Веренич громко запел:
Еще польска не згенела!..
Но из подвала резанул вражеский пулемет. Упал партизан. Из подвала послышались голоса гитлеровцев.
— Гранатой их! — крикнул я.
Сверкнули огненные вспышки гранат, эхом отдались взрывы. Фашистский пулемет захлебнулся.
Немцы и полицейские оказались в тисках: поляки сверху, мы снаружи. На улицу выскочила группа немцев. В нижнем белье, босиком, они бежали к большаку, скользили и падали на лед. Но там их давно поджидал со своими хлопцами Горячев.

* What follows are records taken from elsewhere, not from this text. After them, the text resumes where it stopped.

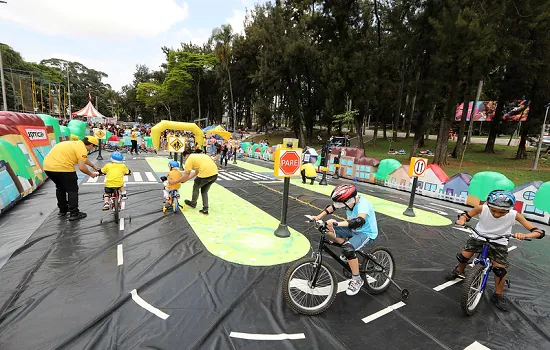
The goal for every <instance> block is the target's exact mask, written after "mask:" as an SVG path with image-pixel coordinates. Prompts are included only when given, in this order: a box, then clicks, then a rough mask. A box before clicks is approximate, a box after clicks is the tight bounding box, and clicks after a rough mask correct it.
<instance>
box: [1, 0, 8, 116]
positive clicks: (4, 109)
mask: <svg viewBox="0 0 550 350" xmlns="http://www.w3.org/2000/svg"><path fill="white" fill-rule="evenodd" d="M0 2H2V1H0ZM4 3H5V2H4ZM0 80H1V81H2V101H3V102H4V111H6V112H7V111H8V101H7V100H6V85H5V83H4V66H3V65H2V47H0Z"/></svg>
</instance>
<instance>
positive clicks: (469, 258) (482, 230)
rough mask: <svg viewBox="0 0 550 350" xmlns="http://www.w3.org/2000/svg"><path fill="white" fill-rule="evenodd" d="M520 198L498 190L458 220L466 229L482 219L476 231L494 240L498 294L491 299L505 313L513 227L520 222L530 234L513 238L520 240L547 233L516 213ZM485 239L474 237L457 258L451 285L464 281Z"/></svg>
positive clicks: (449, 278) (495, 287) (496, 284)
mask: <svg viewBox="0 0 550 350" xmlns="http://www.w3.org/2000/svg"><path fill="white" fill-rule="evenodd" d="M515 203H516V198H515V197H514V195H513V194H512V193H511V192H508V191H501V190H496V191H492V192H491V193H489V195H488V197H487V201H486V203H485V204H483V205H478V206H477V207H475V208H474V209H472V210H470V211H465V212H464V213H462V214H460V215H459V216H458V220H457V221H456V224H457V225H460V226H463V225H465V224H466V222H467V221H470V219H472V218H473V217H474V216H477V215H479V222H478V223H477V225H476V230H477V231H479V233H481V234H482V235H483V236H485V237H487V238H489V239H490V242H489V255H488V256H489V258H490V259H491V261H492V262H493V273H494V274H495V292H494V294H493V295H492V296H491V301H492V302H493V303H494V304H495V306H496V307H497V308H499V309H500V310H502V311H508V306H507V305H506V304H507V303H506V298H505V297H504V296H503V295H502V293H503V291H504V284H505V282H506V275H507V273H508V271H507V270H506V268H507V267H508V247H507V246H508V239H509V237H510V236H511V233H512V227H513V226H514V224H515V223H516V221H517V222H519V223H520V224H522V225H523V227H525V228H526V229H527V230H529V231H530V233H527V234H524V233H515V234H513V237H514V238H516V239H519V240H524V239H526V238H539V239H540V238H542V237H544V235H545V233H544V231H543V230H541V229H539V228H537V227H535V225H533V224H532V223H530V222H529V221H527V219H525V218H524V217H523V216H522V215H521V214H519V213H518V212H517V211H515V210H513V208H514V204H515ZM485 243H486V241H485V239H484V238H482V237H480V236H479V235H477V234H476V233H472V234H471V235H470V238H468V241H467V242H466V245H465V246H464V249H463V250H462V252H461V253H458V254H457V255H456V258H457V260H458V265H457V266H456V267H455V268H454V270H453V271H451V272H450V273H449V274H447V275H446V276H445V278H446V279H447V280H449V281H451V280H454V279H456V278H460V279H464V278H465V275H464V269H465V268H466V265H467V264H468V262H469V261H470V258H471V257H472V256H473V255H474V254H475V253H480V252H481V250H482V249H483V245H484V244H485Z"/></svg>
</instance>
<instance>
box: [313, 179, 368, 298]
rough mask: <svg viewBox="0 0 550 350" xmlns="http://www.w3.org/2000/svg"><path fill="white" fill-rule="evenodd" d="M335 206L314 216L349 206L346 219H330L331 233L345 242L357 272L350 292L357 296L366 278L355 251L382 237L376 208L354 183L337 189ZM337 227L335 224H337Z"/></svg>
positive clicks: (330, 205)
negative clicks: (356, 255)
mask: <svg viewBox="0 0 550 350" xmlns="http://www.w3.org/2000/svg"><path fill="white" fill-rule="evenodd" d="M331 198H332V201H333V204H332V205H329V206H328V207H326V208H325V209H324V210H323V211H322V212H321V213H320V214H319V215H317V216H315V217H314V218H313V219H315V220H320V219H321V218H322V217H323V216H325V215H327V214H332V213H334V211H335V210H336V209H344V208H346V216H347V220H346V221H336V220H334V219H330V220H327V222H326V223H327V228H328V234H329V235H331V236H332V238H333V239H334V240H335V241H336V242H338V243H340V244H342V255H343V258H344V259H343V260H345V259H347V261H348V264H349V267H350V268H351V273H352V275H353V277H352V279H351V281H350V282H349V285H348V289H347V290H346V294H347V295H355V294H357V293H359V290H361V286H363V283H364V281H363V279H361V276H360V275H359V260H358V259H357V256H356V253H355V251H356V250H358V249H361V248H362V247H364V246H366V245H368V244H372V243H373V241H374V240H375V239H376V237H377V236H378V225H377V223H376V216H375V214H374V209H373V207H372V205H371V204H370V202H369V201H368V200H367V199H366V198H364V197H361V196H358V195H357V189H356V188H355V186H354V185H340V186H337V187H336V188H334V190H333V191H332V194H331ZM335 222H336V223H337V226H334V223H335Z"/></svg>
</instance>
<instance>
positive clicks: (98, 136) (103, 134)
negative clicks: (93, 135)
mask: <svg viewBox="0 0 550 350" xmlns="http://www.w3.org/2000/svg"><path fill="white" fill-rule="evenodd" d="M94 136H95V137H96V138H97V139H98V140H105V138H106V137H107V132H106V131H105V130H103V129H99V128H94Z"/></svg>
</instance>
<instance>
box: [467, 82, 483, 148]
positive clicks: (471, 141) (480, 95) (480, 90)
mask: <svg viewBox="0 0 550 350" xmlns="http://www.w3.org/2000/svg"><path fill="white" fill-rule="evenodd" d="M481 90H483V80H480V81H479V84H478V86H477V92H476V99H475V100H474V104H473V106H472V115H471V116H470V124H469V125H468V138H467V139H466V146H470V143H471V142H472V133H473V132H474V117H475V112H476V106H477V103H478V101H479V99H480V97H481Z"/></svg>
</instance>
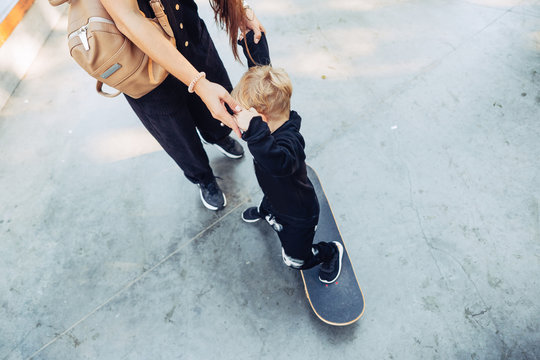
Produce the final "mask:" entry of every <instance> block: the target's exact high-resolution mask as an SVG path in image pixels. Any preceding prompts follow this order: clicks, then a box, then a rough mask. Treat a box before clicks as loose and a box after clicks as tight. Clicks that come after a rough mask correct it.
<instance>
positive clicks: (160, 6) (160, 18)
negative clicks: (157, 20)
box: [150, 0, 174, 37]
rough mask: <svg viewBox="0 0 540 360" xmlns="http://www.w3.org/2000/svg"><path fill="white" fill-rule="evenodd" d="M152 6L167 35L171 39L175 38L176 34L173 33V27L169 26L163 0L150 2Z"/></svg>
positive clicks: (168, 20) (168, 19)
mask: <svg viewBox="0 0 540 360" xmlns="http://www.w3.org/2000/svg"><path fill="white" fill-rule="evenodd" d="M150 6H151V7H152V10H153V11H154V14H155V15H156V18H157V19H158V21H159V24H160V25H161V27H162V28H163V30H164V31H165V33H166V34H167V35H169V36H170V37H174V33H173V31H172V28H171V25H170V24H169V19H168V18H167V14H165V8H164V7H163V4H162V3H161V0H150Z"/></svg>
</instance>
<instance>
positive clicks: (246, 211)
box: [242, 206, 262, 222]
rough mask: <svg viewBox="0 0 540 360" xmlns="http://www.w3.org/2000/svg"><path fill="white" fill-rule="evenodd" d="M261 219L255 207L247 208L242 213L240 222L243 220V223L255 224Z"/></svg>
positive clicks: (257, 211)
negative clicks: (253, 223) (245, 222)
mask: <svg viewBox="0 0 540 360" xmlns="http://www.w3.org/2000/svg"><path fill="white" fill-rule="evenodd" d="M261 219H262V216H261V214H259V210H258V209H257V207H255V206H252V207H250V208H247V209H246V210H244V212H243V213H242V220H244V221H245V222H257V221H259V220H261Z"/></svg>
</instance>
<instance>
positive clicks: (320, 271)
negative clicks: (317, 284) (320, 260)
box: [319, 241, 343, 284]
mask: <svg viewBox="0 0 540 360" xmlns="http://www.w3.org/2000/svg"><path fill="white" fill-rule="evenodd" d="M332 244H334V246H335V247H336V249H335V251H334V255H333V256H332V259H330V261H327V262H323V263H322V264H321V267H320V269H319V280H320V281H322V282H323V283H325V284H331V283H333V282H334V281H336V280H337V278H338V277H339V274H340V273H341V260H342V259H343V245H341V244H340V243H339V242H337V241H332Z"/></svg>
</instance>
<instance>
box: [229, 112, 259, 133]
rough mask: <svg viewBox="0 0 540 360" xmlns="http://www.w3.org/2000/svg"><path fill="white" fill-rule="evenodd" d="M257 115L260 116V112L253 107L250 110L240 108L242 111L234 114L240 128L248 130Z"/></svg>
mask: <svg viewBox="0 0 540 360" xmlns="http://www.w3.org/2000/svg"><path fill="white" fill-rule="evenodd" d="M255 116H260V114H259V113H258V112H257V110H255V109H254V108H251V109H249V110H246V109H242V110H240V112H238V113H236V114H235V115H234V118H235V119H236V123H237V124H238V127H239V128H240V130H242V131H246V130H247V129H248V128H249V124H250V122H251V119H253V118H254V117H255Z"/></svg>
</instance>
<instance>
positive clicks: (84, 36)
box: [49, 0, 175, 99]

Из распахнутых дверей выбегают поляки. Они жмут нам руки, обнимают. Многие из них тащат с собой сундуки и чемоданы. Занимается пожаром казарма, горят склады, автомашины, повозки.

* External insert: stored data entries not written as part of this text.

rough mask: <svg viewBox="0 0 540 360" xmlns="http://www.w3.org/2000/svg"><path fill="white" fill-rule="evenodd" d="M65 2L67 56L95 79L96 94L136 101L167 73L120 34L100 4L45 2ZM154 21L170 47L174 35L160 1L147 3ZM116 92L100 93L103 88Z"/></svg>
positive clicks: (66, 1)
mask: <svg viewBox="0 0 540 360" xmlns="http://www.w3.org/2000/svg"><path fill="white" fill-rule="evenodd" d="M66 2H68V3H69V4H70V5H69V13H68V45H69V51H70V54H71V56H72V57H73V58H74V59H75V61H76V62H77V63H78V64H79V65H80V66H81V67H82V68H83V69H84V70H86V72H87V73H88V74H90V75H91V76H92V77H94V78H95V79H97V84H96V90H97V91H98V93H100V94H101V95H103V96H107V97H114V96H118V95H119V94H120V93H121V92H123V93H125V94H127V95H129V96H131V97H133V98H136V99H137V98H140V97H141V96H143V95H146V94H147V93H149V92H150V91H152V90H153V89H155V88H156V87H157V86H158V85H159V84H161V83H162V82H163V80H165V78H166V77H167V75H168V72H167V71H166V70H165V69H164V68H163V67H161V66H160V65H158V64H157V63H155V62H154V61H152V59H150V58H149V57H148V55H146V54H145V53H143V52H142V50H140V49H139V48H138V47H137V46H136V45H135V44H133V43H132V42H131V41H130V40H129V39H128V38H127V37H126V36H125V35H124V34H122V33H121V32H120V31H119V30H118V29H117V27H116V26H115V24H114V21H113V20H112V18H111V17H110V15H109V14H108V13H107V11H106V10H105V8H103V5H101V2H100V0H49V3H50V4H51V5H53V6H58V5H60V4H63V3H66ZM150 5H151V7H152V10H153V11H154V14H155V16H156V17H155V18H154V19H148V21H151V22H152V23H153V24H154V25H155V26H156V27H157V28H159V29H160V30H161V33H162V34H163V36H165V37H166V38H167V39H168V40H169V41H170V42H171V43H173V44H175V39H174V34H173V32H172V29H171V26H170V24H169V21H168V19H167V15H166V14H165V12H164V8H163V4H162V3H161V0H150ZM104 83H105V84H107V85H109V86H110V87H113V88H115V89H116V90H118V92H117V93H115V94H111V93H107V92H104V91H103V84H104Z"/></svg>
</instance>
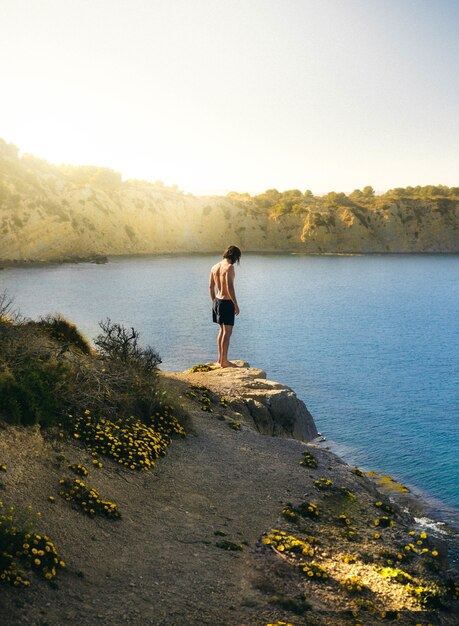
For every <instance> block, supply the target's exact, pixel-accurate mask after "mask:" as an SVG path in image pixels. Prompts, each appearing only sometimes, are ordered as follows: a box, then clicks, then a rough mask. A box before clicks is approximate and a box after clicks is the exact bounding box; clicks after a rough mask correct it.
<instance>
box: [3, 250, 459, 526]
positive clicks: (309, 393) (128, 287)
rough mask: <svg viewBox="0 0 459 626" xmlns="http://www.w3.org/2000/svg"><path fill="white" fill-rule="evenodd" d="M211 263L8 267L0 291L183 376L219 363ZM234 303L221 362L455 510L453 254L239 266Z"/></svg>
mask: <svg viewBox="0 0 459 626" xmlns="http://www.w3.org/2000/svg"><path fill="white" fill-rule="evenodd" d="M214 261H215V258H214V257H211V256H209V255H202V256H182V257H166V256H162V257H143V258H117V259H112V260H111V261H110V263H108V264H107V265H93V264H80V265H61V266H49V267H41V268H11V269H5V270H4V271H2V272H0V290H3V289H5V288H6V289H8V292H9V293H10V294H11V295H12V296H14V297H15V302H16V305H17V306H18V308H19V309H20V310H21V312H22V313H23V314H24V315H26V316H30V317H37V316H39V315H44V314H47V313H50V312H61V313H63V314H65V315H66V316H68V317H69V318H70V319H72V320H74V321H75V322H76V323H77V324H78V325H79V326H80V327H81V328H82V329H83V330H84V331H85V333H86V334H87V335H88V336H89V337H91V338H92V337H94V336H95V335H96V334H97V332H98V326H97V323H98V321H99V320H101V319H103V318H105V317H110V318H111V319H112V320H114V321H119V322H122V323H124V324H126V325H129V326H131V325H132V326H134V327H135V328H137V329H138V330H139V331H140V332H141V340H142V342H144V343H150V344H152V345H154V346H155V347H156V348H157V349H158V350H159V352H160V354H161V356H162V359H163V365H162V367H163V369H166V370H177V371H178V370H183V369H186V368H189V367H190V366H191V365H193V364H195V363H200V362H206V361H212V360H215V358H216V334H217V326H216V325H213V324H212V323H211V311H210V301H209V297H208V290H207V283H208V273H209V268H210V266H211V264H212V263H213V262H214ZM236 292H237V295H238V300H239V304H240V308H241V315H240V317H239V318H238V319H237V321H236V326H235V331H234V334H233V338H232V344H231V348H230V358H241V359H245V360H247V361H249V362H250V364H251V365H253V366H256V367H260V368H262V369H265V370H266V371H267V373H268V377H269V378H271V379H274V380H279V381H281V382H283V383H285V384H287V385H289V386H291V387H293V388H294V389H295V391H296V392H297V393H298V395H299V396H300V397H301V398H302V399H303V400H304V401H305V403H306V405H307V406H308V408H309V409H310V411H311V413H312V414H313V416H314V418H315V421H316V423H317V426H318V428H319V430H320V431H322V432H323V433H324V434H325V435H326V436H327V438H328V439H330V440H333V441H334V442H336V444H337V448H338V450H339V452H340V454H341V455H342V456H343V457H344V458H346V459H347V460H348V461H349V462H351V463H355V464H357V465H360V466H361V467H365V468H368V469H370V468H371V469H374V470H376V471H381V472H385V473H389V474H391V475H393V476H395V477H397V478H398V479H399V480H401V481H402V482H405V483H406V484H409V485H413V486H415V487H418V488H419V489H421V490H423V491H424V492H427V493H428V494H430V495H431V496H433V497H434V498H438V499H439V500H440V501H441V502H440V503H438V507H439V508H442V507H443V504H442V503H444V505H446V507H445V509H447V507H448V506H451V507H457V508H459V475H458V469H457V462H458V457H459V454H458V453H459V428H458V420H459V358H458V355H459V324H458V319H459V256H302V255H255V254H253V255H244V257H243V261H242V264H241V266H240V267H237V269H236ZM453 516H454V511H453ZM458 519H459V518H458Z"/></svg>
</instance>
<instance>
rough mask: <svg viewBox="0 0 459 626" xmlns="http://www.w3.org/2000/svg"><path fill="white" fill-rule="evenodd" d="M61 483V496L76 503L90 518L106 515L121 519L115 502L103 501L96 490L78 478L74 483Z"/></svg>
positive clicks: (66, 480)
mask: <svg viewBox="0 0 459 626" xmlns="http://www.w3.org/2000/svg"><path fill="white" fill-rule="evenodd" d="M59 483H60V484H61V485H62V489H61V491H60V492H59V495H60V496H62V497H63V498H64V499H65V500H67V502H72V503H74V504H75V505H76V507H77V508H79V509H81V511H82V512H83V513H86V515H89V516H90V517H94V515H105V516H106V517H111V518H113V519H118V518H119V517H121V516H120V513H119V511H118V507H117V505H116V504H115V503H114V502H108V501H106V500H101V498H100V496H99V493H98V491H97V490H96V489H94V488H90V487H87V486H86V485H85V484H84V482H83V481H81V480H79V479H78V478H75V479H74V480H73V481H71V480H69V479H64V480H60V481H59Z"/></svg>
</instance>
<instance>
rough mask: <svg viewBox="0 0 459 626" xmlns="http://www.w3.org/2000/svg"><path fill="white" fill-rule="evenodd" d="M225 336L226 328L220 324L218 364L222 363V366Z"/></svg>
mask: <svg viewBox="0 0 459 626" xmlns="http://www.w3.org/2000/svg"><path fill="white" fill-rule="evenodd" d="M223 334H224V327H223V324H220V331H219V333H218V339H217V341H218V361H217V363H220V365H221V364H222V353H223Z"/></svg>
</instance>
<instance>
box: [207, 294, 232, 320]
mask: <svg viewBox="0 0 459 626" xmlns="http://www.w3.org/2000/svg"><path fill="white" fill-rule="evenodd" d="M212 319H213V321H214V322H215V323H216V324H225V325H226V326H234V302H233V301H232V300H220V298H215V300H214V303H213V305H212Z"/></svg>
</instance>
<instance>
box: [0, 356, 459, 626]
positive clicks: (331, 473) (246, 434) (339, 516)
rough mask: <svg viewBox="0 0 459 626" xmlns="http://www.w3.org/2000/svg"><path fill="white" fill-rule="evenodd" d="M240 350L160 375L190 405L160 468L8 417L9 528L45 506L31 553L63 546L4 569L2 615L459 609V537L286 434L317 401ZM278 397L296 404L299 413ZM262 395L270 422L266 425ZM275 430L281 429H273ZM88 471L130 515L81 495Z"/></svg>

Дело сделано. Пора уходить. Кто-то раздобыл лошадь. На повозку кладем двух своих боевых товарищей. Один из них убит, другой тяжело ранен. Отряд медленно покидает освещенное пожаром село. Слева на большаке мигают автомобильные фары: из Новоржева гитлеровцам едет подмога. Мы прибавляем шаг — надо скорее проскочить голую лощину. Поляки с багажом начинают отставать, и партизаны дружно помогают им.

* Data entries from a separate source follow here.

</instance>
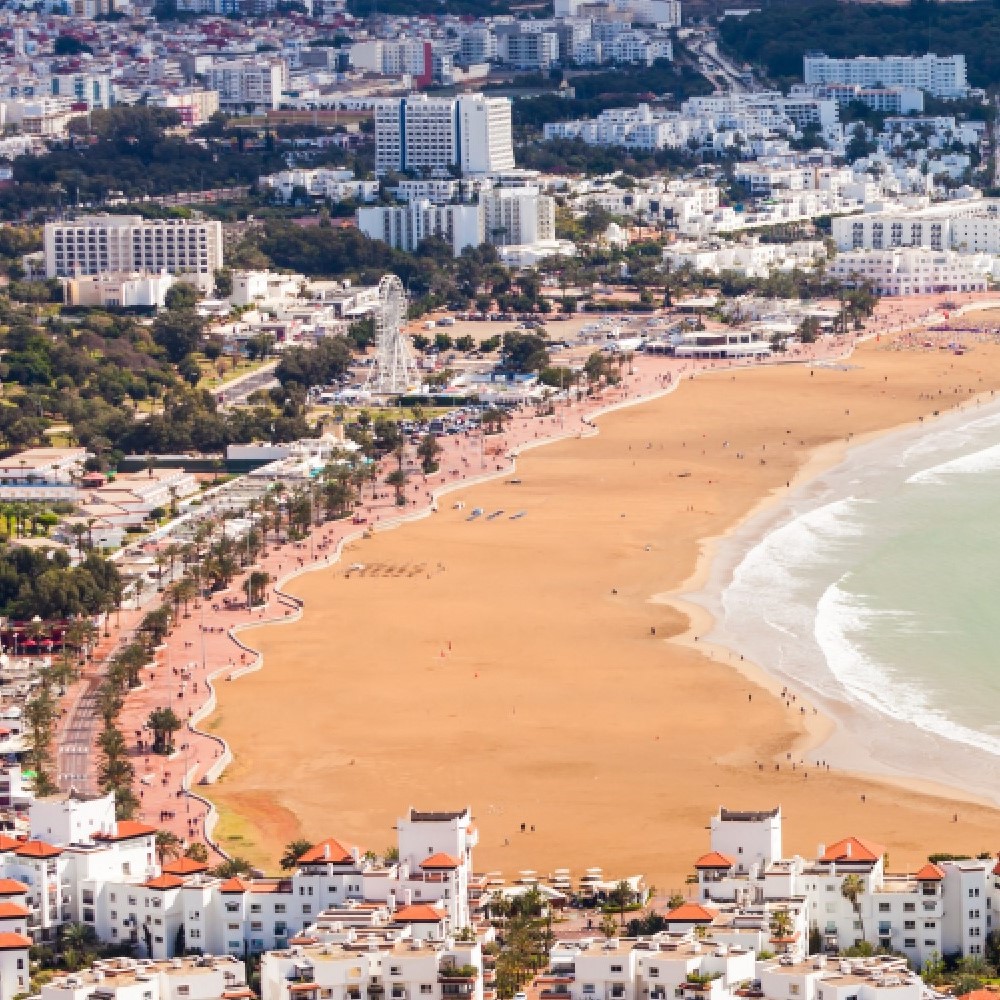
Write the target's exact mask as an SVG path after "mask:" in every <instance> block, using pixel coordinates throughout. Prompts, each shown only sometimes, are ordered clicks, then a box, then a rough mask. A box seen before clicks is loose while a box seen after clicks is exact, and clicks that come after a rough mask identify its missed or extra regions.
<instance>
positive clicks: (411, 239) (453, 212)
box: [357, 199, 484, 257]
mask: <svg viewBox="0 0 1000 1000" xmlns="http://www.w3.org/2000/svg"><path fill="white" fill-rule="evenodd" d="M357 219H358V229H360V230H361V232H363V233H364V234H365V235H366V236H368V237H369V238H370V239H373V240H381V241H382V242H383V243H388V244H389V246H392V247H396V248H397V249H399V250H407V251H410V252H412V251H414V250H416V249H417V247H418V246H419V245H420V243H421V242H422V241H423V240H425V239H427V237H428V236H440V237H441V238H442V239H443V240H445V241H447V242H448V243H450V244H451V248H452V252H453V253H454V254H455V256H456V257H457V256H459V255H460V254H461V252H462V251H463V250H464V249H465V248H466V247H477V246H479V245H480V244H481V243H482V242H483V238H484V237H483V213H482V210H481V209H480V207H479V206H478V205H433V204H431V202H429V201H426V200H423V199H418V200H416V201H411V202H410V203H409V204H407V205H392V206H379V207H372V208H359V209H358V214H357Z"/></svg>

Неприятель открывает бешеный огонь по нашей колонне. Два поляка замертво падают на землю. Отделение Соколова прикрывает отход отряда. Наконец мы минуем зону обстрела. Подходим к лошадям, складываем в повозки вещи польских солдат, захваченные трофеи. Еще не рассвело, и мы не можем как следует рассмотреть своих новых товарищей. Их тридцать два человека.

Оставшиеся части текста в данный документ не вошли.